You may know Yarrow as a great garden plant for attracting small pollinators and beneficial insects. But there’s a lot more to it than that!
Yarrow, Achillea millefolium, has been used as a medicinal for a very long time. No, we’re not talking about your great-grandmother, we’re talking about Neanderthals. Archeologists have identified yarrow among the medicinal herbs that were buried with a Neanderthal 65,000 years ago. From Asia to North America, cultures of our own species have used yarrow medicinally for longer than records have been kept. In Greek mythology, the warrior Achilles was schooled on the medicinal uses of yarrow, for whom the genus has since been named. In recent decades, ethnobotanists noted that numerous indigenous cultures around the globe were using yarrow to treat the same types of ailments, an indication that an herb is in fact probably medically active for those conditions (see table). In this millennium, these suspicions have been borne out by recent clinical trials showing: more rapid healing of flesh wounds; decreased menstrual pain; improved kidney function; improved liver function; and improvement of dry mouth in chemotherapy patients. Gee, those Neanderthals were on to something!
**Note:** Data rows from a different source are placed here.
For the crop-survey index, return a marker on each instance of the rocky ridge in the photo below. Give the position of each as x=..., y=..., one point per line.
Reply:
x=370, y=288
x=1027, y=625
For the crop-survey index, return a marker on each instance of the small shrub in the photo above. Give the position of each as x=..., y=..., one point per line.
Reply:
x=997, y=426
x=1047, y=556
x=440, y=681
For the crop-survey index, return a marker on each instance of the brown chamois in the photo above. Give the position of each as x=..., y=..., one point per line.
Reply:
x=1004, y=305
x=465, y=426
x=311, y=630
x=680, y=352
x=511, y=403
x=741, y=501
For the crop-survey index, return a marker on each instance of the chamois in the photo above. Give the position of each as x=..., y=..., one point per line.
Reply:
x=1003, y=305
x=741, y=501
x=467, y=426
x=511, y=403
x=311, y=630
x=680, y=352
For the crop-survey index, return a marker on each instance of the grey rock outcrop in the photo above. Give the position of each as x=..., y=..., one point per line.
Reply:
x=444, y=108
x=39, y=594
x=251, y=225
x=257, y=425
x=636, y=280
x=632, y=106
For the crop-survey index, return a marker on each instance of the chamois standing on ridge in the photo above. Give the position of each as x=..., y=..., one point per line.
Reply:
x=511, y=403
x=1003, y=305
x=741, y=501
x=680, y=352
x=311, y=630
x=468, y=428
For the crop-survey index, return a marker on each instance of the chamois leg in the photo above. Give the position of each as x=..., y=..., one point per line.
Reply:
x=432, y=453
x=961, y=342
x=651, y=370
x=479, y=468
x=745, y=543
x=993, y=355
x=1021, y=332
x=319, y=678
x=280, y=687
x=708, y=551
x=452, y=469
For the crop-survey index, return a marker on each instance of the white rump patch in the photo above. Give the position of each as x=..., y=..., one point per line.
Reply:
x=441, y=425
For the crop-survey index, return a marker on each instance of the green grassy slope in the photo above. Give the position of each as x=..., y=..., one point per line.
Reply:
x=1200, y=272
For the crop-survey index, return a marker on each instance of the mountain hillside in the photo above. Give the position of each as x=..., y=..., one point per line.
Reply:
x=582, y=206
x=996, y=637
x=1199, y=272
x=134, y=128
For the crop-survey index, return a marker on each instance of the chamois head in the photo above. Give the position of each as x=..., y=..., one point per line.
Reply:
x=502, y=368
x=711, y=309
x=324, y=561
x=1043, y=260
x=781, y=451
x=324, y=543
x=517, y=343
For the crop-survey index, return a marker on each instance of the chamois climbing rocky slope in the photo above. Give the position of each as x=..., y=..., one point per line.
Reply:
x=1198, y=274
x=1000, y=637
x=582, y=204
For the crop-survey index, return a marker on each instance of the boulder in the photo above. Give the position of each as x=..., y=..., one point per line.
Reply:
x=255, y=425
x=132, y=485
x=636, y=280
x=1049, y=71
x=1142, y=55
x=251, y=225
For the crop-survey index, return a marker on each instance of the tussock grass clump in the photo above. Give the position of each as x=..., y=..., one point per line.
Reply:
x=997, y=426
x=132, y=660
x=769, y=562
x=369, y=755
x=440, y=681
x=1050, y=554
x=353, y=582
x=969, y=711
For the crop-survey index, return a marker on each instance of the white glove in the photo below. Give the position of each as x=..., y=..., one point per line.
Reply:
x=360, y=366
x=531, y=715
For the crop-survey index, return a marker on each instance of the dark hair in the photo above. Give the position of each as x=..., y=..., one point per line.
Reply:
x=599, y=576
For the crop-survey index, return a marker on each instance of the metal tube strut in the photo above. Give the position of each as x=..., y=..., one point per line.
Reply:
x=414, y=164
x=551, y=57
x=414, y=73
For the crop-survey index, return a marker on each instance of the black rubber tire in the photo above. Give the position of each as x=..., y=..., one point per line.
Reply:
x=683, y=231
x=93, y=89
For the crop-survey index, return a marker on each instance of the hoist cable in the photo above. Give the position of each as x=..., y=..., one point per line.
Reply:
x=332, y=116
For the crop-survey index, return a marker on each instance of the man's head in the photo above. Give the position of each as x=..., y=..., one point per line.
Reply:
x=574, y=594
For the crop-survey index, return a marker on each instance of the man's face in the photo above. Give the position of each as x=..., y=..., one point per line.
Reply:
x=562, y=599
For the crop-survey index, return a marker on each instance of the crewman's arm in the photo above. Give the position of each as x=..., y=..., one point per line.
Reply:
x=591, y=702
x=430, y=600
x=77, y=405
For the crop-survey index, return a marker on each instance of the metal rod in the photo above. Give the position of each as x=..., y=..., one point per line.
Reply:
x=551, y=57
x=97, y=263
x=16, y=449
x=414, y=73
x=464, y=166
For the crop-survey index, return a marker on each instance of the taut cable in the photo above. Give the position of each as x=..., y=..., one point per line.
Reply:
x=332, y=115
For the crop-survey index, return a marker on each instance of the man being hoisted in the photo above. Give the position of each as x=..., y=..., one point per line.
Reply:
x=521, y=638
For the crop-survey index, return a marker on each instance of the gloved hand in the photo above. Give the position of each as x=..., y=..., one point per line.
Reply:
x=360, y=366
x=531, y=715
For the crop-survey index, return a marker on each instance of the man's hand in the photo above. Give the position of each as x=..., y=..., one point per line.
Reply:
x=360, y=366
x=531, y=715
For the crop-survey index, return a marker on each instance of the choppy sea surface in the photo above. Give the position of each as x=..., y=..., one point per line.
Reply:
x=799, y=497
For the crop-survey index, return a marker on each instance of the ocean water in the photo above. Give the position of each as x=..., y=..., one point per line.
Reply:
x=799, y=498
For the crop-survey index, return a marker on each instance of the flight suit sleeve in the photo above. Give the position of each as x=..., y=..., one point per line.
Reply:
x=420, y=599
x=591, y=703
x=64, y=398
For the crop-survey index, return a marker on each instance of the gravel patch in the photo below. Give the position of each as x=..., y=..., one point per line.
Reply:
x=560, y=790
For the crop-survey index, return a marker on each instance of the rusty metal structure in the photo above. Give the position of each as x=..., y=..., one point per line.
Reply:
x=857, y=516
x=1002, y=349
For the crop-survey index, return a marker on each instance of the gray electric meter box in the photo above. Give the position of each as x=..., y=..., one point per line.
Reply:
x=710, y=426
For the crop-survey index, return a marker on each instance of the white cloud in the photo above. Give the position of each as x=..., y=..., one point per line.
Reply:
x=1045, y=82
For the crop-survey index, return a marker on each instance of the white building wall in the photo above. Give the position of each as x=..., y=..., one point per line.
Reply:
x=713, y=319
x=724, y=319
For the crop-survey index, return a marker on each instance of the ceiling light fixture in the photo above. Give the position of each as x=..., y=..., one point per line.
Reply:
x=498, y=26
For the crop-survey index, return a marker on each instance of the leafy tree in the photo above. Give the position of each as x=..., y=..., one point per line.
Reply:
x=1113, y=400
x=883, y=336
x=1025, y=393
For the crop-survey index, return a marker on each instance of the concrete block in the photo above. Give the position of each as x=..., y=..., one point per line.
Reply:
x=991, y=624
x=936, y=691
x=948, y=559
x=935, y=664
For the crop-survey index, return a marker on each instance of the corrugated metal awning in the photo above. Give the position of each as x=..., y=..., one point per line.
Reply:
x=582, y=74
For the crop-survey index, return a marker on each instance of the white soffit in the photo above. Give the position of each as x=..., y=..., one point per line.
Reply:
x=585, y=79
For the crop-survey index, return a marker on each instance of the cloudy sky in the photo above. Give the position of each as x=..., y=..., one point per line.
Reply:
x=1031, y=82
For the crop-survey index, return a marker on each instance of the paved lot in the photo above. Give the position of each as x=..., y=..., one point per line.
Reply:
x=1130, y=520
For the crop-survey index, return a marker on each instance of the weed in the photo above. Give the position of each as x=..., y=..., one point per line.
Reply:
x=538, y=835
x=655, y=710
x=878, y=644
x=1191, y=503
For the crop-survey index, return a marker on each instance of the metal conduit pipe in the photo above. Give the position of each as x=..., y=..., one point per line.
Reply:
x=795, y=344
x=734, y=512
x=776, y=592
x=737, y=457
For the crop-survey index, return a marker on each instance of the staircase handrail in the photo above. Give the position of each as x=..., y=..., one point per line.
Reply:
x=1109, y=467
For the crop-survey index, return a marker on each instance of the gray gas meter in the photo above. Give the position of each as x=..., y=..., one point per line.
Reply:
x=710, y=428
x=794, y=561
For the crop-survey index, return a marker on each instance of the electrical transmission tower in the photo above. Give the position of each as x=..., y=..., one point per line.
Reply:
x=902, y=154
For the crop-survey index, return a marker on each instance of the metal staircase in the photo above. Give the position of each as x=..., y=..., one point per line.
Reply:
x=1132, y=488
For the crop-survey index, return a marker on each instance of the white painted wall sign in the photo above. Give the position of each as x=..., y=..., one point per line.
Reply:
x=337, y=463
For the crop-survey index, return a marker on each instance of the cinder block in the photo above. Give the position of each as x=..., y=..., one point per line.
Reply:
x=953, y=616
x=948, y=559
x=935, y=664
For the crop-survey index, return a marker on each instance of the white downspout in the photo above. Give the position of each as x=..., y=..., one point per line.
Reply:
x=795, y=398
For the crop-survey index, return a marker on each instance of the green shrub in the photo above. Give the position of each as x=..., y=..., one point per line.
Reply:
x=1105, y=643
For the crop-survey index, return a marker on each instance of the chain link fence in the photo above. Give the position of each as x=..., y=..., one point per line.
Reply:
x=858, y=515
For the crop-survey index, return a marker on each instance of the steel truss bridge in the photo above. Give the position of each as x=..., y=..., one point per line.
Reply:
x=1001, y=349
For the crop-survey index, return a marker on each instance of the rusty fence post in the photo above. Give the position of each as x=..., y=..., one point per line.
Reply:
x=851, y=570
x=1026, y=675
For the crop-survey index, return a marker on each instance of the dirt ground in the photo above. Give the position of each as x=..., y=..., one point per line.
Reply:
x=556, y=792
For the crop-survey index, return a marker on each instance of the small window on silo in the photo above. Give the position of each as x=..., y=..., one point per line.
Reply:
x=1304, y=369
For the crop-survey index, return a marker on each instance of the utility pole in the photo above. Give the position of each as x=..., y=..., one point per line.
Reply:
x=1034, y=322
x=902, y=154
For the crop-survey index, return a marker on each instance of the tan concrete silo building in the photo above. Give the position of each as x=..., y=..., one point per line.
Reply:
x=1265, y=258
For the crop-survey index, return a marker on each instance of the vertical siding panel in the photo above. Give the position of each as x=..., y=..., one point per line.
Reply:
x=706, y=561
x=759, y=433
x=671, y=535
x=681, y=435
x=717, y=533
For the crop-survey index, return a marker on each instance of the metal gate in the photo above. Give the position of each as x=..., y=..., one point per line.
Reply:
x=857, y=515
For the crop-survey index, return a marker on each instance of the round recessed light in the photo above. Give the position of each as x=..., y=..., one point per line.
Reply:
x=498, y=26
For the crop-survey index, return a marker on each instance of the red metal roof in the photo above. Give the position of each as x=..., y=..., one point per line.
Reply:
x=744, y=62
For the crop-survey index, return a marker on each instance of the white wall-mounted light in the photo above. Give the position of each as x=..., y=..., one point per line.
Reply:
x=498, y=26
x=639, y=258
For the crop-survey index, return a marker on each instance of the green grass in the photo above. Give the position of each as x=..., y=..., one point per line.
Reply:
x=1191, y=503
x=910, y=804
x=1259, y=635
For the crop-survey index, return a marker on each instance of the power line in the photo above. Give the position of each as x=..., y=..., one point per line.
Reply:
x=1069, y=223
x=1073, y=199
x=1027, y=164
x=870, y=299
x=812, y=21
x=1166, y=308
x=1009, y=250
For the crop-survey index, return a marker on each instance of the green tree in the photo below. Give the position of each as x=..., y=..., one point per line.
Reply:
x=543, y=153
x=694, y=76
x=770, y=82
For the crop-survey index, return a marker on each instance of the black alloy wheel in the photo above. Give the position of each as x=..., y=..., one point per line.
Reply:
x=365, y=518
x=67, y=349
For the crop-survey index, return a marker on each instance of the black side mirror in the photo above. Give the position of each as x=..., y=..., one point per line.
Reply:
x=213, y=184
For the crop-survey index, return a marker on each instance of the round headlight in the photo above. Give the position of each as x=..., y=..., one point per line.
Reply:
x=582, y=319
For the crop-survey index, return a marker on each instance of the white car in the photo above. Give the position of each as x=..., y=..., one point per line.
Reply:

But is Yarrow a native plant? Again, research conducted in the new millennium has shown that what we once called Achillea millefolium is actually a cosmopolitan complex of species and subspecies. Among those, American Yarrow (Achillea borealis), arrived in North America via the Alaskan land bridge during a period of low sea level, probably within the last one million years. Since that time, it has spread across the continent, using a powerful bag of evolutionary tricks to adapt to diverse environments such as dunes, mountain tops, and mesic meadows. Populations from these different environments are genetically distinctive, and there are likely to be multiple ecotypes even within a local area. According to Weakley (2015) if you encounter Yarrow in a native meadow in the Mid-Atlantic, it is most likely the native American Yarrow. However, the similar-looking aliens A. millefolium and A. filipendulina are sometimes found in disturbed areas, especially near port cities like Washington, D.C. and Baltimore.